PEAK RATE LIKELY CONTINUES FOR SOME TIME INTO 2024
Our past Outlooks focused on the Fed’s failed stop-and-go funds rate policies in the seventies and how they would likely influence current Fed policies. Given those concerns, members of the FOMC reduced their rate-cut projections for 2024 from four to two. Looking at recent history, the Fed usually waited 7-14 months after reaching its peak rate before making its first cut (see Figure 1). If the peak rate occurred in July, then, a rate cut would likely occur late in the second quarter of 2024. If, instead, the funds rate peaks in November, a rate cut would typically occur in mid-summer. The recently released minutes of the Fed’s September meeting indicated they would likely continue to reduce the size of its balance sheet even after it begins cutting rates. However, presidential politics next year might force an earlier date. Finally, sounding like Chair Powell, incoming data will likely alter this outlook.
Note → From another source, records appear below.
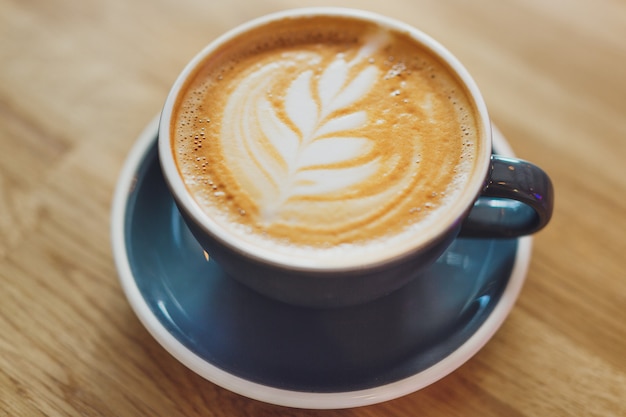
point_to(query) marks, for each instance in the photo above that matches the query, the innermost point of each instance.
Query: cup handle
(517, 200)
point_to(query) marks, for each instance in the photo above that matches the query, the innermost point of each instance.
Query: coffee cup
(325, 156)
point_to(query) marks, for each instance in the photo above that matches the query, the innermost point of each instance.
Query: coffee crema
(324, 131)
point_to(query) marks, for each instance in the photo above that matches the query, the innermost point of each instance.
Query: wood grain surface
(80, 79)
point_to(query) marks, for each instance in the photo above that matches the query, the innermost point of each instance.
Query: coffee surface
(324, 132)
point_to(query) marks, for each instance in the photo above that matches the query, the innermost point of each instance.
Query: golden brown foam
(420, 127)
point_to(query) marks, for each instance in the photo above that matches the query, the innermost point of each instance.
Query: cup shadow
(297, 348)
SIGNS OF RATES IMPACTING ECONOMIC ACTIVITY
In its September meeting, the Fed nearly doubled its forecast for 2023 GDP to 2.1%. However, concerns arise from the Fed’s restrictive real rate policy which could hamper economic activity (see Figure 2). In the past six months, the 10 year Treasury rate increased sharply while the Treasury yield curve remained inverted (see Figures 3 and 4). Increased long-term rates could potentially slow capital investment spending while tempering financial market valuations. Conversely, high short-term rates primarily impact the financing cost of corporate working capital such as inventories and accounts receivables. If these concerns persist, it would support maintaining the current target range at the next Fed meeting.
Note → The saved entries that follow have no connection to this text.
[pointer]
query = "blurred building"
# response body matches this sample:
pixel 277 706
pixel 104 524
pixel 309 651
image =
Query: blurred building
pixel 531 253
INCREASING FEDERAL DEFICITS ERODING FINANCIAL MARKET CONFIDENCE
The political disfunction in Washington increases concern that the federal budget deficit will be heading towards eight percent of GDP. The increased federal spending is happening despite both historically low unemployment rates and a resilient economy. Congress will soon face another budget funding decision in mid-November and, if not quickly resolved, could further erode confidence in the government’s ability to manage its finances (see Figure 5). Unlike many home buyers, the federal government did not significantly lock in lower long-term rates. As a result, the runup in interest rates led to sharply higher interest payments on the federal debt (see Figure 6).
Both the Fed and economists expect a soft landing for the economy with moderating inflation. Consequently, the Fed will likely maintain its current funds rate. Investors will weigh increasing concerns about the rising federal deficit against the economy’s ongoing strength. This will lead to heightened investor focus on high quality stocks that combine a positive earnings outlook with a strong balance sheet.
As the Fed either reached or reaches its peak funds rate decision, moderately extending fixed income duration seems appealing despite the rise in long-term rates. Additionally, lower rated debt may also prove attractive if the economic outlook further improves. In such a scenario, incorporating alternative investments can also be used to diversify the portion traditionally committed to fixed income. Alternatives provide lower correlations with stocks and bonds, providing diversification benefits. Exploring alternative investments can help manage risk and potentially enhance returns in a changing market environment.